En l’espèce la peine de radiation a été annulée par l’effet de l’arrêt du 2 avril 2003 de la Cour d’Appel, or l’originalité fait que nonobstant l’infirmation générale, une partie de la décision infirmée est validée, au seul motif qu’aucune loi ne prévoirait que la suspension provisoire pourrait être confondue avec la suspension temporaire, alors qu’il était du pouvoir de la Cour d’infirmer la totalité de la décision soumise à son contrôle. Le maintien d’une partie de la décision infirmée est donc hors la loi.

Concrètement dans le cas d’espèce, la condamnation à suspension temporaire de 12 mois, oblige l’avocat à subir une suspension réelle de 12 + 4 mois (période du 17 décembre 2002 au 9 avril 2003) = 16 mois, il faudra donc bien que l’Ordre des avocats de Paris, responsable de ce supplément, en assume la charge.

Ce complément de suspension est uniquement arbitraire car il ne peut plus être justifié par une décision du 17 décembre 2002 infirmée. Cette nullité partielle n’aurait pu avoir d’effet que si les juges du second degré en avaient décidé ainsi. Or sur ce point précis, la Cour ne disposait d’aucun pouvoir puisque la prérogative de l’article 23 n’appartient qu’au seul conseil de l’Ordre. (Cour de Cassation 1er Civ. 22 mai 2002 – Juris data n° 2002-014426 et GP 29 août 2002)

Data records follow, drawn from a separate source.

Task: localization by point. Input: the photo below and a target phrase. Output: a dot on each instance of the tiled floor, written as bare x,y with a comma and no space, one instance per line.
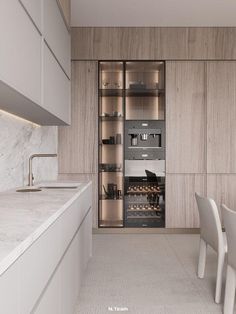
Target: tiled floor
148,274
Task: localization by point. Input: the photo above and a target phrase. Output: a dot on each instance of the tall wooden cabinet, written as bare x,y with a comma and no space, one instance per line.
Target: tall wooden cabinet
221,117
77,149
185,117
200,135
221,132
185,141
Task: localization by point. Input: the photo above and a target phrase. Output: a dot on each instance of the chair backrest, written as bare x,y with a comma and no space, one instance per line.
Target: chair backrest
210,225
229,217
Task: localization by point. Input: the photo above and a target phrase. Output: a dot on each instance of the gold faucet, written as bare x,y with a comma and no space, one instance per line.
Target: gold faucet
31,177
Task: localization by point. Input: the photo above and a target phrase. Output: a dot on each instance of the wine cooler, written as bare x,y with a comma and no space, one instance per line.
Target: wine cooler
145,201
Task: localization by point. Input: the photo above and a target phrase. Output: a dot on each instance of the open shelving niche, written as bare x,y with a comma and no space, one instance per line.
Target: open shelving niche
128,91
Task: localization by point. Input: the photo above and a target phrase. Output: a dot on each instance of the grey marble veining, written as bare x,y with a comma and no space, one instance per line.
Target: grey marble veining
18,140
25,216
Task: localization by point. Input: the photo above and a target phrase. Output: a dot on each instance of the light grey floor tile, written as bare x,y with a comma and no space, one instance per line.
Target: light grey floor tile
148,274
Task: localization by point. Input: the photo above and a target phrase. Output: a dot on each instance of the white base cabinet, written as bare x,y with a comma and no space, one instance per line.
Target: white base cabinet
47,276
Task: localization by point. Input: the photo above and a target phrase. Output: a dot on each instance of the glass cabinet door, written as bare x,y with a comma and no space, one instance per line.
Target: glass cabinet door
144,90
111,125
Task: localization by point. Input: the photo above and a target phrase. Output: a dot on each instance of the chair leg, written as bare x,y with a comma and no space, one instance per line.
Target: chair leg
221,259
202,259
230,290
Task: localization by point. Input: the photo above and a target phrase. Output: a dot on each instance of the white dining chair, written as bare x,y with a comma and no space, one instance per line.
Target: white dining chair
211,234
229,217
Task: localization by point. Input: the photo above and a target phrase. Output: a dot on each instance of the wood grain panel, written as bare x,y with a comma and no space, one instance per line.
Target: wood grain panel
164,43
137,43
185,117
173,43
78,142
222,189
181,207
76,177
221,117
82,43
65,7
212,43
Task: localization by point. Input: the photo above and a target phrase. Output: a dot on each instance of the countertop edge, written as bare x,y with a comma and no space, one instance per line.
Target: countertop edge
11,258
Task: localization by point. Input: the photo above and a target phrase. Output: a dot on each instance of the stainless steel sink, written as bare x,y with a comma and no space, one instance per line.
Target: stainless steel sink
30,189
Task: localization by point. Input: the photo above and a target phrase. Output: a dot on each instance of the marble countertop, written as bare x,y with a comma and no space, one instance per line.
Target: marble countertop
25,216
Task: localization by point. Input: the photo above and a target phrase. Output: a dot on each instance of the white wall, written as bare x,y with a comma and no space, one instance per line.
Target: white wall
18,140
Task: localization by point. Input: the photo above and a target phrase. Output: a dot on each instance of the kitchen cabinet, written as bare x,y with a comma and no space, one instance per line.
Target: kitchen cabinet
56,87
185,117
222,187
66,8
78,143
56,34
34,9
46,277
20,53
181,207
33,85
221,117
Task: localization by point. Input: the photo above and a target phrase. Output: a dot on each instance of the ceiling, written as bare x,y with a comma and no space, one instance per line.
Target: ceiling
161,13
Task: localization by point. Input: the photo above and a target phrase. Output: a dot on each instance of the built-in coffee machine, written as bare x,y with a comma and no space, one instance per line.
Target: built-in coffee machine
144,140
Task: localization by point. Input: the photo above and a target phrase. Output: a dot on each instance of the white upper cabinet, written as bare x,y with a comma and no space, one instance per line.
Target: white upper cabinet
20,51
56,87
34,9
34,80
56,34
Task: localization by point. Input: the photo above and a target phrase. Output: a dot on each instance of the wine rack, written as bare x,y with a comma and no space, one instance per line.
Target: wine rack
144,202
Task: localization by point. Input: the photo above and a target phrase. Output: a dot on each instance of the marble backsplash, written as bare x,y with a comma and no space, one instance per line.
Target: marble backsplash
18,140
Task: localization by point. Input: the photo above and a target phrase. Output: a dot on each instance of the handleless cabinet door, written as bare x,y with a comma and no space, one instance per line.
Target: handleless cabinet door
66,7
185,117
20,51
221,117
56,88
222,187
34,9
78,142
56,34
181,207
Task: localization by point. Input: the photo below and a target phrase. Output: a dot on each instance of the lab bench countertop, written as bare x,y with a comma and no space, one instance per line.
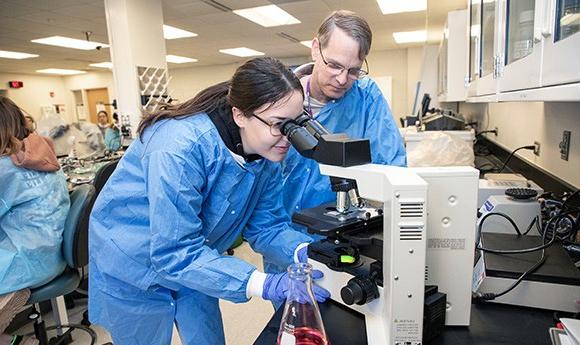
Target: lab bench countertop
490,324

L’arrêt de la Cour de Cassation du 15 mai 2002 (GP ibid.) précise dans un arrêt de règlement, que le Conseil de l’Ordre peut seul décider de mettre fin à la mesure de suspension provisoire de manière discrétionnaire, comme si le discrétionnaire pouvait être acceptable en droit français.

Ces décisions posent plus généralement le principe du privilège (même négatif) d’une juridiction particulière pour les seuls avocats, contrairement au principe supérieur de l’égalité de tous les citoyens devant la justice et viole donc l’article 14 de la CEDH.

2ème question :
Comment une peine peut-elle être déclarée exécutoire aussi longtemps que les voies de recours n'ont pas été épuisées ?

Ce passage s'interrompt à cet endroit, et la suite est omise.